The Olympic Games were held in Athens in 1906 to mark the tenth anniversary of the Olympic revival. The Irish Field newspaper raised funds to send three Irish athletes, who went prepared with a green flag with “Erin go Bragh” embroidered on it. But they were not allowed to use it in the opening ceremony, at which the British royal family were guests of honour. Britain’s Queen Alexandra was actually a sister of the reigning King George I of Greece.

Although the press usually referred to the British team as “Britain”, it was officially “Great Britain and Ireland”. Wearing distinctive green caps and blazers, embroidered with a gold shamrock, Peter O’Connor, Con Leahy and John J Daly walked a discreet distance behind the British team to distinguish themselves as Irish.

O’Connor believe this robbed him of the gold medal in the long jump in which he was the world record holder. Two judges were assigned to the contest. One was the manager of the American team, and O’Connor objected after he gave the advantage to the American Olympic champion of jumping out of turn.

O’Connor pleaded with Charles Perry, the British judge, to fulfill his role as appointed judge, but Perry refused, because O’Connor had disassociated himself from the British team.
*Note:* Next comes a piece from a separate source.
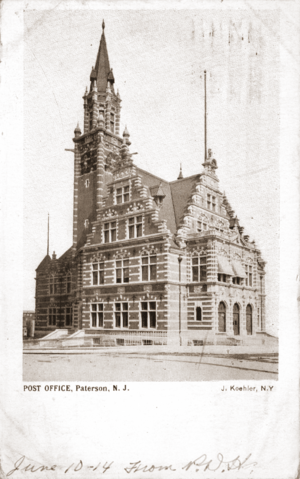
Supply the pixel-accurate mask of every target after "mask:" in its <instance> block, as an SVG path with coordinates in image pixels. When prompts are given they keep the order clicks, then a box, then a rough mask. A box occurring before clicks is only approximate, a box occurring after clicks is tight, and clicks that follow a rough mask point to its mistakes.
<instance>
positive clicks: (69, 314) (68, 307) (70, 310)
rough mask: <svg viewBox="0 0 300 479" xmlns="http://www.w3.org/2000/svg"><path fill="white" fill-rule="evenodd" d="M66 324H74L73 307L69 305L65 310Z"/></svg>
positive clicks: (65, 323) (65, 324) (68, 324)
The American judge refused to measure O’Connor’s two best jumps. He ruled them fouls because he said O’Connor fell backwards.

“I never fell back after landing, but pitched forward on my hands,” O’Connor insisted. “I was half insane over the injustice.”
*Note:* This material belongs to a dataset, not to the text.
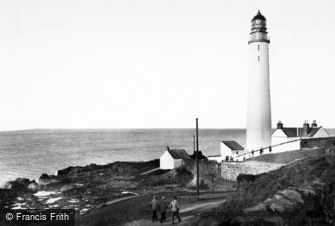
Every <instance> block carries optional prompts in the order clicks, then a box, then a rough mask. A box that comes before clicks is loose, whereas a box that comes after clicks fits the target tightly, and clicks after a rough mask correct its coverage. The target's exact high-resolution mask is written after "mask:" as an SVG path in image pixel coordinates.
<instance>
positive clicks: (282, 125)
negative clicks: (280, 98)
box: [277, 120, 283, 129]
At the end of the contest, as the flags of the countries of the three medalists were raised on the poles in the infield, O’Connor protested against the use of the Union Jack for his silver medal place. Shimmying up the 20-foot pole, he waved his own green flag, while Con Leahy stood guard at the foot of the pole.

The reaction to this protest was mild compared to the diplomatic incident that the Irish were accused of provoking at the opening of the Olympic Games in London in 1908. As the US team was approaching the royal box containing King Edward VII, hammer thrower Matt McGrath, a native of Nenagh, reportedly warned the American flag carrier: “Dip that flag and you will be in hospital tonight.”

“That flag dips before no earthly king,” another Irish member of the American team — Martin Sheridan, a native of Bohola, Co Mayo — proudly declared afterwards. As a result of this incident, it became an American practice that the flag should never be dipped for anyone.

Sheridan’s younger brother Joseph was actually married to Katie Collins, a sister of the Big Fellow, Michael Collins. The royal snub was a profound announcement of the presence of the Irish at the London games.

Irish-born athletes made a clean sweep of the medals in the opening athletic event. John J Flanagan of Kilbreedy near Kilmallock, Co Limerick, and Matt McGrath of Nenagh won the gold and silver medals representing the US, while Con Walshe of Carriganimma, Co Cork, won the bronze representing Canada.

Those London Olympics were by far the most successful for Irish-born competitors, who won a total of seven gold, 21 silver, and four bronze medals. Beatrice Hill-Lowe’s bronze medal in archery was the first Olympic medal by an Irish woman. Ironically, the only Irish medalist at the next Olympic games in London in 1948 was Letitia Hamilton, who won bronze in art for her painting of the Meath Hunt’s point-to-point race.

In the 90 years since independence, Irish track and field athletes won four gold and two silver medals competing for Ireland. In the 24 years prior to independence, on the other hand, men born and reared in Ireland won a total of 17 gold, 12 silver, and four bronze medals in track and field.

Those people were not any less Irish because they had to emigrate. Sadly, many of the early Olympic accomplishments have been largely forgotten.